# Lab 4. Tensorflow models 2 (CNN and RNN)

In this lab, we will continue to investigate CNN and also try making a new RNN model on sequential datasets.

In [1]:
import numpy as np
import tensorflow as tf
import matplotlib.pyplot as plt
from tensorflow import keras
import pandas as pd

### Section 1: Larger and more complex image dataset / Tensorflow datasets

In Fashion MNIST classification, the subject is always in the ``center`` of a 28x28 image. This means the network only needs to get important features from a fixed area.

However, in this section, we will take it to the next level, training to recognize features in an image where the subject can be ``anywhere`` in the image - Building a ``horses-or-humans`` classifier that will tell you if a given image contains a horse or a human, where the network is trained to recognize features that determine which is which.


We first need to download the dataset. This time, we will use `tensorflow_datasets` module to download one of the famous datasets in this area. You can import it as below if you already have it. Note that this is not part of the `tensorflow` build so you may need to install it using pip.



In [None]:
import tensorflow_datasets as tfds

You can check the catalog with `list_builders()` or on the [website](https://www.tensorflow.org/datasets/).

Today we will use the **Horses or Humans** dataset... You can use `tfds.load` function to load a specific data in the catalog.

In [None]:
# tfds.load
# - split [train, valid, test]
# - shuffle_files
# - as_supervised
# with_info
((train_ds, valid_ds, test_ds), info) = None

In [None]:
# Check the type of those three datasets
train_ds, valid_ds, test_ds

You can check the size by using `.cardinality()` since those are in the `tf.Data` format.

In [None]:
train_ds.cardinality(), valid_ds.cardinality(), test_ds.cardinality()

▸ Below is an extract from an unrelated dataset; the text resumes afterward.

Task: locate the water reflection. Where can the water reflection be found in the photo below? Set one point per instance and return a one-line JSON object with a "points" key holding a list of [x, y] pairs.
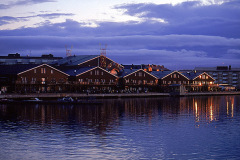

If you set `with_info=True`, you can check some information of the dataset.

In [None]:
info

Some examples ...

In [None]:
sample = train_ds.take(1)
for example in sample:
  imgplot = plt.imshow(example[0])
  plt.show()

In [None]:
sample = train_ds.take(1)
for example in sample:
  imgplot = plt.imshow(example[0])
  plt.show()

We can use `tf.Data` functions sich as `batch` and `prefetch` directly since those datasets are in tf.Data format.
 - [Prefetch and cache](https://www.google.com/url?sa=t&rct=j&q=&esrc=s&source=web&cd=&cad=rja&uact=8&ved=2ahUKEwim-q_1l4T9AhU0RvEDHUj1Cx4QtwJ6BAhEEAI&url=https%3A%2F%2Fwww.youtube.com%2Fwatch%3Fv%3DMLEKEplgCas&usg=AOvVaw2anFNZFGU675DMnyVTqDZ1)
 - [tf.data.AUTOTUNE](https://www.tensorflow.org/guide/data_performance)

In [None]:
train_ds = None
valid_ds = None
test_ds = None

Now we can try making a CNN model. Let's make a bit deeper model than the one we created in the last lab. We should also not forget about **rescaling**, but this time we do this by creating a new layer called `Rescaling`.
 - [What is fully convolutional network?](https://ai.stackexchange.com/questions/21810/what-is-a-fully-convolution-network)

In [None]:
#### CNN MODELS (Sequential) ####
# activation
# padding - same, valid
# pooling
# dropout

model = tf.keras.models.Sequential([
    # Another way of scaling the data (Rescaling(1./255, input_shape=(300, 300, 3)))

    # The first convolution (Conv2D, 16, (3,3), relu) + MaxPooling2D

    # The second convolution (32, (3,3))

    # The third convolution (64)

    # The fourth convolution (64)

    # The fifth convolution (64)

    # Flatten the results to feed into a DNN

    # hidden layer with 512 neurons

    # Only 1 output neuron with the sigmoid function. It will contain a value from 0-1 where 0 for 1 class ('horses') and 1 for the other ('humans')

])

You can always check the parameter size of your model with `model.summary()`.

In [None]:
model.summary()

Model: "sequential_3"
_________________________________________________________________
 Layer (type)                Output Shape              Param #   
 rescaling_3 (Rescaling)     (None, 300, 300, 3)       0         
                                                                 
 conv2d_15 (Conv2D)          (None, 298, 298, 16)      448       
                                                                 
 max_pooling2d_15 (MaxPoolin  (None, 149, 149, 16)     0         
 g2D)                                                            
                                                                 
 conv2d_16 (Conv2D)          (None, 147, 147, 32)      4640      
                                                                 
 max_pooling2d_16 (MaxPoolin  (None, 73, 73, 32)       0         
 g2D)                                                            
                                                                 
 conv2d_17 (Conv2D)          (None, 71, 71, 64)       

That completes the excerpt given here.